The Nigerian National Petroleum Company Limited (NNPCL) spokesperson, Olufemi Soneye, in a message sent to journalists on Wednesday night, said the national oil firm had not started selling its products from the Port Harcourt refinery to other oil marketers.
He was reacting to an earlier claim by the Petroleum Products Retail Outlets Owners Association of Nigeria that the newly rehabilitated Port-Harcourt refinery was selling at N1,045/litre to oil marketers.
He noted that only NNPCL retail stations are receiving products from the refinery.
He said, “We have not yet commenced bulk sales, and we have not yet opened the purchase portal as we are still finalizing the necessary processes.”
He further stated its current stock was procured from the Dangote Refinery and includes fees and levies.

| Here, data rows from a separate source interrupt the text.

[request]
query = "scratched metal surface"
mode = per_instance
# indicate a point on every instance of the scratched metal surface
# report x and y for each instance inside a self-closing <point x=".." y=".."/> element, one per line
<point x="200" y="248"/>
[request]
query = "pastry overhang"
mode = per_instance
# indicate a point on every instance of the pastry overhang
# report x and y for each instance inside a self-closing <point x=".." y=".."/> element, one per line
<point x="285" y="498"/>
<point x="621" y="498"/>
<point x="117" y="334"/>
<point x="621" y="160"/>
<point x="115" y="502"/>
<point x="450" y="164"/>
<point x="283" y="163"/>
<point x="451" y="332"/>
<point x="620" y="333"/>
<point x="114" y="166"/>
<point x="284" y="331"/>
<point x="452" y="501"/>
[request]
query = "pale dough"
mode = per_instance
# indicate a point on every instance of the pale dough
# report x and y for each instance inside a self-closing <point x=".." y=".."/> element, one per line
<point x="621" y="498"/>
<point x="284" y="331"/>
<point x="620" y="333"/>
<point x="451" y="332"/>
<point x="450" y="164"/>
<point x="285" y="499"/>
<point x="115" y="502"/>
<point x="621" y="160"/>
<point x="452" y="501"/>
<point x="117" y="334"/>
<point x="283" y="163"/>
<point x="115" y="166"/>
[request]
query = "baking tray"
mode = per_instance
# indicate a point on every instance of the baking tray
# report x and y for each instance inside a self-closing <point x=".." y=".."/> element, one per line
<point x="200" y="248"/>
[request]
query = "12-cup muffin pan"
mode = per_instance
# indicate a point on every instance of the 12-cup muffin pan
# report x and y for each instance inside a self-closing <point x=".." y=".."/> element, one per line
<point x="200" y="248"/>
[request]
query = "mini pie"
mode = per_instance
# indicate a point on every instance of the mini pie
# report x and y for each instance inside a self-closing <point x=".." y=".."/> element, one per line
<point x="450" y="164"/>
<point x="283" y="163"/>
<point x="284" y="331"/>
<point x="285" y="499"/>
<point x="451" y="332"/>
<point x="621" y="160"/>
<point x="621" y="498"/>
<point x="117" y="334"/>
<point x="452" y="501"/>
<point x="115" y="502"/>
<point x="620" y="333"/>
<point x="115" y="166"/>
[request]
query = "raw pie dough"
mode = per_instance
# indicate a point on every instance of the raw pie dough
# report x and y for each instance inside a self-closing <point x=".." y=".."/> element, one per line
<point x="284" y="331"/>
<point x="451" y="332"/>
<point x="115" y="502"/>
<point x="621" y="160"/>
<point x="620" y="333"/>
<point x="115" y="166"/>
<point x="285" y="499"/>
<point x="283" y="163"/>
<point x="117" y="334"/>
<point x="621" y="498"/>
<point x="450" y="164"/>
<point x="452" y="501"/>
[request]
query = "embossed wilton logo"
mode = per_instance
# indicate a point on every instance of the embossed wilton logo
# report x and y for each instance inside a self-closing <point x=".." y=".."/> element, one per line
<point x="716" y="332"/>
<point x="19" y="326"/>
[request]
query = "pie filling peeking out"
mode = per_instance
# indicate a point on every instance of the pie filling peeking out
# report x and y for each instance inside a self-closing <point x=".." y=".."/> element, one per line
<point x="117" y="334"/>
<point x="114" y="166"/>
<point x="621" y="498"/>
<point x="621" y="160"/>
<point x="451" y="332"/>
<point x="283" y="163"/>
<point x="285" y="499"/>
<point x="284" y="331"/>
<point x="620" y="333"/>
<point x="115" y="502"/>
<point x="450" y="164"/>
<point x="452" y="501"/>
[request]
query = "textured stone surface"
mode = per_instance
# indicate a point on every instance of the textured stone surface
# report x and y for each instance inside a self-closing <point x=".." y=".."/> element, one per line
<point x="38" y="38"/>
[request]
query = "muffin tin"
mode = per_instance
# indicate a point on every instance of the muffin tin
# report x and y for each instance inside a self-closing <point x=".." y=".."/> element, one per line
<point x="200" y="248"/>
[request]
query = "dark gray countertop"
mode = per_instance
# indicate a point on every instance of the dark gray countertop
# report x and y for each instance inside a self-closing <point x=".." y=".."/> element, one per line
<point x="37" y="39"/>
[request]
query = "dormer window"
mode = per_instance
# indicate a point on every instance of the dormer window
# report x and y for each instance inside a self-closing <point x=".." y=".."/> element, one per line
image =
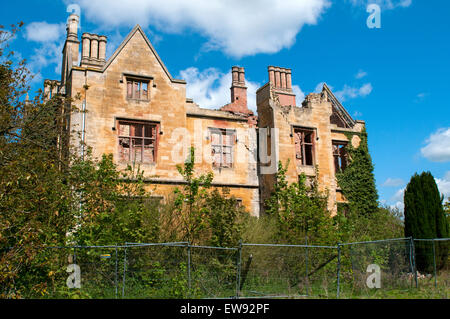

“At present, the products we are selling are what we bought from the Dangote Refinery, which includes NMDPRA fees. The product from PH is currently for our retail stores. Our prices are regularly reviewed and adjusted as required.”
PMS imports
Meanwhile, fresh findings have revealed that a total sum of 78,800 metric tonnes representing 105.67m litres of petrol have been imported into the country in the last five days spanning November 23 and November 28.
The product was conveyed in four vessels with the latest to be received today (Thursday, November 28, 2024), according to documents obtained from the Nigerian Ports Authority on Wednesday.
An analysis of the document showed that 38,500 metric tonnes of petrol imported on Monday, November 25 berthed at the Lagos Apapa port (Bulk Oil Plant).
Similarly, a Bedford ship conveying 10,000mt of PMS will berth at the Ebughu jetty, Calabar port in Cross Rivers on Thursday, November 28.
Two vessels that arrived on Saturday, November 23 is still waiting to berth. The ships are carrying 30,300mt of fuel.
It also revealed that 11,000 metric tonnes of base oil was imported while the 20bn Dangote refinery received crude oil worth 133,986 metric tonnes on Monday, November 27, 2024.
Last week, oil marketers and the NNPCL had stated plans to stop the import of fuel to focus on off-taking from domestic sources.
This was a fallout from a high-level meeting organised by the NNPC Group CEO Mele Kyari, and the Nigerian Midstream and Downstream Petroleum Regulatory Authority. In attendance were representatives of the Major Oil Marketers Association of Nigeria, Depot and Petroleum Products Marketers Association of Nigeria, and key stakeholders from companies such as 11 Plc, Matrix, and AA Rano, among other stakeholders at the NNPCL towers in Abuja.
The meeting was in growing confidence in Dangote Refinery’s ability to meet the nation’s domestic fuel demand and the need to cut fuel imports.